Después de los primeros días, el tiempo empezó a transcurrir muy de prisa, como suele ocurrir siempre durante las vacaciones.
Antes de que los niños se dieran cuenta había pasado ya una semana. Había sido una semana espléndida… de baños, paseos en barca, juegos en la arena, excursiones… y siempre con Nabé y «Miranda». «Ciclón» también se había divertido mucho.
Escarbaba violentamente todas las mañanas cubriendo a todos de arena. Luego corría a meterse en el mar para mojarse por completo, y al salir se sacudía con tal ímpetu que les salpicaba a todos.
Además había adquirido una costumbre nueva muy molesta. Ya que le habían pegado por apoderarse de los cepillos, toallas y alfombras que llevaba a la playa, buscó algo por lo que no pudieran castigarle.
Y cada día iba a la playa con un perro distinto para jugar con él. La primera vez llevó a un chucho de mil razas distintas, de patas muy cortas y cabeza muy grande.
—Miradle —dijo Chatín—. Pobrecillo. ¡Si tuviera las patas más cortas no le llegarían al suelo!
—Ja… ja… que chiste más viejo —rió Diana—. De todas formas, es un perro muy singular.
—Y bastante apestoso —replicó su hermano mientras el perro sentabase pesadamente—. ¡Largo de aquí, apestoso! ¡Márchate!
Pero el chucho no tenía intención de abandonar a su buen amigo «Ciclón», y estuvieron haciendo mil travesuras, juntos. Casi vuelven loca a la señorita Pimienta dando vueltas alrededor de su tumbona. Tuvieron que soportar al apestoso todo el día, viendo con asombro cómo «Ciclón» compartía con él todos los bocados que le echaban.
Al día siguiente «Ciclón» se fue a la playa regresando con otro amigo… un bulldog con una cara como la del señor «Cubita». No era tan malo como el apestoso, pero le gustaba sentarse lo más cerca posible de todo el mundo. Por lo visto era un perro muy sociable.

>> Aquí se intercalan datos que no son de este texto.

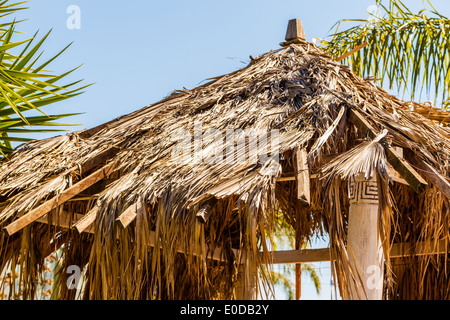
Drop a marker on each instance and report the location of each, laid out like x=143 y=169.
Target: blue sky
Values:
x=137 y=52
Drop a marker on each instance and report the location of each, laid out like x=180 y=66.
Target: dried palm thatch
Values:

—Me gustaría que no me babearas —le dijo Chatín al bulldog—. Necesitas llevar babero. Señorita Pimienta, ¿es que todos los bulldog babean de esta manera, o sólo lo hace por fastidiarme?
—También me ha mojado a mí —dijo Diana—. Y recuerdo que un profesor del colegio tenía un bulldog y también babeaba. ¡«Ciclón», la próxima vez que traigas a un amigo, procura que no huela mal ni babee!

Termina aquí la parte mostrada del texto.